In 1860, an eccentric Irish police officer named Robert O’Hara Burke led a cavalcade of camels, wagons and men out of Melbourne. Accompanied by William Wills, a shy English scientist, he was prepared to risk everything to become the first European to cross the Australian continent.
A few months later, an ancient coolibah tree at Cooper Creek bore a strange carving: ‘Dig Under 3ft NW’. Burke, Wills and five other men were dead. The expedition had become an astonishing tragedy.

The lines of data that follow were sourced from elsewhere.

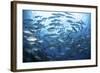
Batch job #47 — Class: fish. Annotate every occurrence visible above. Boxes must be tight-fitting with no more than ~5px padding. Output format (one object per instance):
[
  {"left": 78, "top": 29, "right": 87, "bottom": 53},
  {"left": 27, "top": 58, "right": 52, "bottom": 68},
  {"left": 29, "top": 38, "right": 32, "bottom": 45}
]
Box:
[
  {"left": 63, "top": 12, "right": 72, "bottom": 15},
  {"left": 76, "top": 20, "right": 84, "bottom": 24},
  {"left": 67, "top": 20, "right": 73, "bottom": 23},
  {"left": 66, "top": 16, "right": 75, "bottom": 19},
  {"left": 48, "top": 16, "right": 55, "bottom": 19},
  {"left": 51, "top": 19, "right": 60, "bottom": 22},
  {"left": 35, "top": 16, "right": 42, "bottom": 18},
  {"left": 72, "top": 27, "right": 77, "bottom": 32}
]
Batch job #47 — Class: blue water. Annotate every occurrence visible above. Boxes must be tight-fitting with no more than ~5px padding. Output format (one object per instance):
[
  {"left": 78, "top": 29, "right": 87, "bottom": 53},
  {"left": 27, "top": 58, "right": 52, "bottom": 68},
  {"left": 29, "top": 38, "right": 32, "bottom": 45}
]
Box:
[{"left": 23, "top": 10, "right": 91, "bottom": 62}]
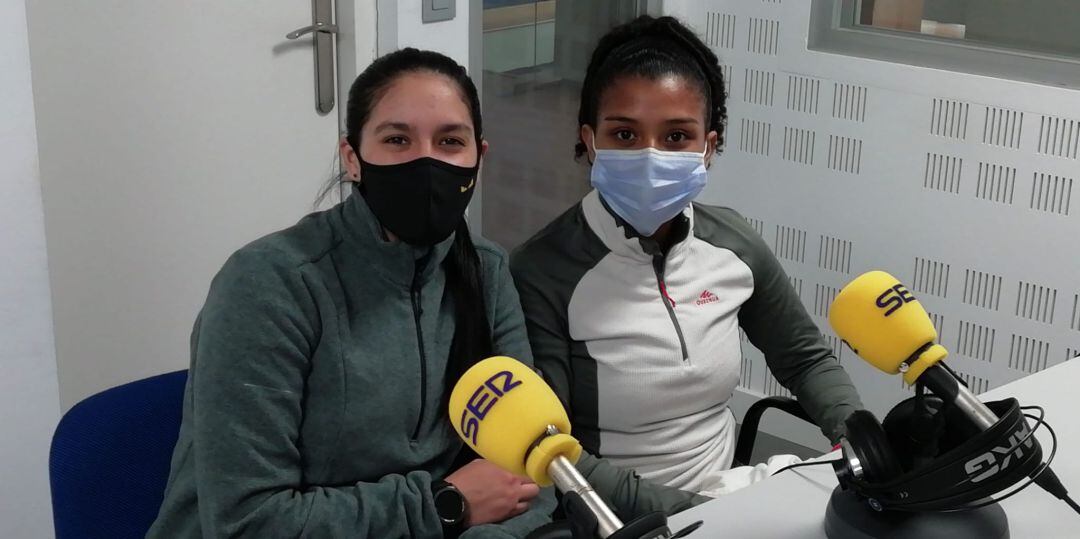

Sarah Murgatroyd reveals new historical and scientific evidence to tell the story of the disaster with all its heroism and romance, its discoveries, coincidences and lost opportunities. Generously illustrated with photographs, paintings and maps, The Dig Tree is a spell-binding book.
Praise for The Dig Tree:
'Sarah Murgatroyd deftly captures the foolishness, suffering and hapless heroism of one of the 19th-century's least-known, but most epic, undertakings. I can almost guarantee that you will be biting your nails by the time you reach the Dig Tree of the title-and more than that I cannot say without spoiling this remarkable and addictive tale.’
— Bill Bryson
'There has been little of substance written about this expedition during the past 100 years…Sarah Murgatroyd has now entered the field and given us a book that readers will want to shout about from the hilltops. All Australian history should be this good. …Readers will be totally enmeshed by Murgatroyd’s story, so engaging and vivid is the writing…her evocation of the landscape and the perils faced by the explorers is luminous.’
— Age
‘Conveys an experts grasp of her material. The Dig Tree is unlikely to be superseded…instinctive and convincing.'
— Times Literary Supplement
‘Sarah Murgatroyd was a splendid writer. This book is a masterpiece of exploration history—entertaining, trenchant, a marvel.’